Sylvia was really peerless. She was by birth half a Frenchwoman, and she compensated for her deficiency in the other moiety, by a series of exquisite costumes, in which she mingled with the spell-born fashion of France her own singular genius in dress. She spoke not much, but looked prettier than ever; a little haughty, and now and then faintly smiling. What was most remarkable about her was her convenient and complete want of memory. Sylvia had no past. She could not have found her way to Warwick Street to save her life. She conversed with Endymion with ease and not without gratification, but from all she said, you might have supposed that they had been born in the same sphere, and always lived in the same sphere, that sphere being one peopled by duchesses and countesses and gentlemen of fashion and ministers of state.

Lady Beaumaris was different from her sister almost in all respects, except in beauty, though her beauty even was of a higher style than that of Mrs. Rodney. Imogene was quite natural, though refined. She had a fine disposition. All her impulses were good and naturally noble. She had a greater intellectual range than Sylvia, and was much more cultivated. This she owed to her friendship with Mr. Waldershare, who was entirely devoted to her, and whose main object in life was to make everything contribute to her greatness. “I hope he will come here next week,” she said to Endymion. “I heard from him to-day. He is at Venice. And he gives me such lovely descriptions of that city, that I shall never rest till I have seen it and glided in a gondola.”

“Well, that you can easily do.”

“Not so easily. It will never do to interfere with my lord’s hunting—and when hunting is over there is always something else—Newmarket, or the House of Lords, or rook-shooting.”

“I must say there is something delightful about Paris, which you meet nowhere else,” said Mr. Sidney Wilton to Endymion. “For my part, it has the same effect on me as a bottle of champagne.
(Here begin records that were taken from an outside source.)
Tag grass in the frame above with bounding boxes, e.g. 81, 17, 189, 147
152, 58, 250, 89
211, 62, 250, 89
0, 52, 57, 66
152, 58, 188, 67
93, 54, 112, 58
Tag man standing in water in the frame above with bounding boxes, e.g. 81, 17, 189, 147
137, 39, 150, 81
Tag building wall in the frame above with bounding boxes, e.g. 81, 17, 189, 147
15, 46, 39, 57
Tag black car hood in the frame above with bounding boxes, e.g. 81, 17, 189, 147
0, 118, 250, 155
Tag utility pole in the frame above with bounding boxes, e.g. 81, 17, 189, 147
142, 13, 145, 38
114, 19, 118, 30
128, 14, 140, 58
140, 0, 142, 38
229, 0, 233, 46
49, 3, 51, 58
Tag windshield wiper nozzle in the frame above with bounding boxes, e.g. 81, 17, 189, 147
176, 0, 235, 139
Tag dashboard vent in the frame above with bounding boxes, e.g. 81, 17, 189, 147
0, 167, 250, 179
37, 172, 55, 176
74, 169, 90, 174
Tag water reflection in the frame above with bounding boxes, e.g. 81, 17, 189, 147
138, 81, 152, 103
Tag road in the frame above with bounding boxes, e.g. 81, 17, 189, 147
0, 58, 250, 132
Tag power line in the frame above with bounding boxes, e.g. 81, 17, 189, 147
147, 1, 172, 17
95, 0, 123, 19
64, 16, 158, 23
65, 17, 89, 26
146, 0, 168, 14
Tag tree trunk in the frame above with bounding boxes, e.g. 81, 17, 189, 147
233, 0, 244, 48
When I think of what we were doing at this time last year—those dreadful November cabinets—I shudder! By the by, the Count of Ferroll says there is a chance of Lady Montfort coming here; have you heard anything?”

Endymion knew all about it, but he was too discreet even to pretend to exclusive information on that head. He thought it might be true, but supposed it depended on my lord.
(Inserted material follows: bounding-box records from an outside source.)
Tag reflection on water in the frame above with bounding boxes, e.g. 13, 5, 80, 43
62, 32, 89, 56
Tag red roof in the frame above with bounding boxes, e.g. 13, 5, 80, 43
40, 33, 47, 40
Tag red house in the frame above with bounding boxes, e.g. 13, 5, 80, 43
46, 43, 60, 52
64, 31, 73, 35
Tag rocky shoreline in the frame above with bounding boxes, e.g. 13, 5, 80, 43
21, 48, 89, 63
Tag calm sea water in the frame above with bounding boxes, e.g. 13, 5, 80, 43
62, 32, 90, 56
“Oh! Montfort will never come. He will bolt at the last moment when the hall is full of packages. Their very sight will frighten him, and he will steal down to Princedown and read ‘Don Quixote.’”
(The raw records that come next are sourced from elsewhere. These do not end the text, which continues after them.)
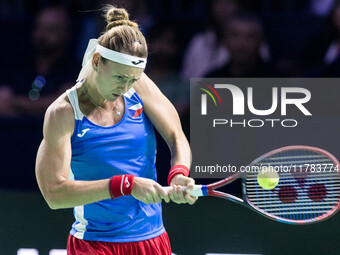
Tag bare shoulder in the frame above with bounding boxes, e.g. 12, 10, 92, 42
44, 93, 75, 142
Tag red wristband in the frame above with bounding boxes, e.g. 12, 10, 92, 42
109, 174, 136, 199
168, 165, 189, 185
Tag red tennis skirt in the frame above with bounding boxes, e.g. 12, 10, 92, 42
67, 231, 171, 255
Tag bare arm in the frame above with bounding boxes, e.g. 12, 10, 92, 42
134, 73, 196, 204
36, 95, 170, 209
36, 100, 110, 209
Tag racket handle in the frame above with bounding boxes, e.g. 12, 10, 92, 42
164, 185, 206, 197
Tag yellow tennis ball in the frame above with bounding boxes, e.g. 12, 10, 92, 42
257, 167, 280, 189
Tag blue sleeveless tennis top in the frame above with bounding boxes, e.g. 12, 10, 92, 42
67, 86, 165, 242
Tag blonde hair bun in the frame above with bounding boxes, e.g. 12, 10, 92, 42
105, 5, 138, 31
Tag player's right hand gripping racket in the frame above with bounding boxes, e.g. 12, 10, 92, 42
166, 146, 340, 224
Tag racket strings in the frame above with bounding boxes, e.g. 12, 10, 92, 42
244, 150, 340, 221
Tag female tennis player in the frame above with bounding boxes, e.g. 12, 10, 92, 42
36, 6, 197, 255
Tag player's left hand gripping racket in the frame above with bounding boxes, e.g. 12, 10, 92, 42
165, 146, 340, 224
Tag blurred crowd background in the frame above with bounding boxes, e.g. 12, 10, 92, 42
0, 0, 340, 190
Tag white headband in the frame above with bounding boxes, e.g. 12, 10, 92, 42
78, 39, 146, 80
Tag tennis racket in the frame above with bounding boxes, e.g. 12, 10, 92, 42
165, 145, 340, 224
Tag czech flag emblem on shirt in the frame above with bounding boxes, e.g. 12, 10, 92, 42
129, 103, 143, 118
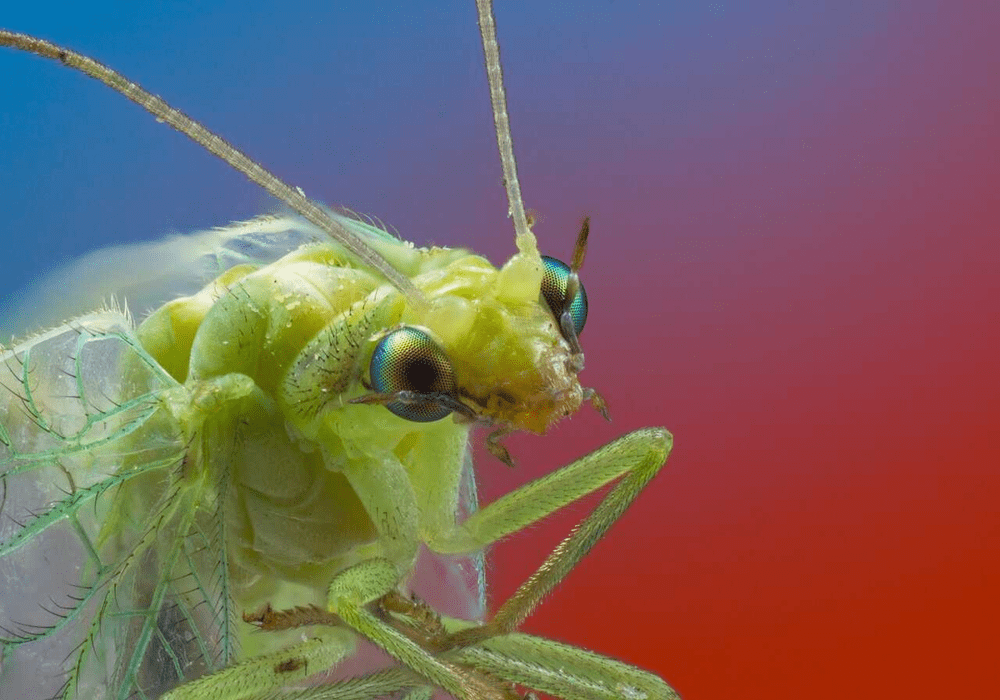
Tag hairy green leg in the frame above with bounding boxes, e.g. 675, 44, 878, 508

Sidney Wilton was quite right. Lady Montfort arrived without her lord. “He threw me over almost as we were getting into the carriage, and I had quite given it up when dear Lady Roehampton came to my rescue. She wanted to see her brother, and—here we are.”

The arrival of these two great ladies gave a stimulant to gaieties which were already excessive. The court and the ministers rivalled the balls and the banquets which were profusely offered by the ambassadors and bankers. Even the great faubourg relaxed, and its halls of high ceremony and mysterious splendour were opened to those who in London had extended to many of their order a graceful and abounding hospitality. It was with difficulty, however, that they persuaded Lady Montfort to honour with her presence the embassy of her own court.

“I dined with those people once,” she said to Endymion, “but I confess when I thought of those dear Granvilles, their entrees stuck in my throat.”

There was, however, no lack of diplomatic banquets for the successor of Louise of Savoy. The splendid hotel of the Count of Ferroll was the scene of festivals not to be exceeded in Paris, and all in honour of this wondrous dame. Sometimes they were feasts, sometimes they were balls, sometimes they were little dinners, consummate and select, sometimes large receptions, multifarious and amusing. Her pleasure was asked every morn, and whenever she was disengaged, she issued orders to his devoted household. His boxes at opera or play were at her constant disposal; his carriages were at her command, and she rode, in his society, the most beautiful horses in Paris.

The Count of Ferroll had wished that both ladies should have taken up their residence at his mansion.

“But I think we had better not,” said Lady Montfort to Myra. “After all, there is nothing like ‘my crust of bread and liberty,’ and so I think we had better stay at the Bristol.”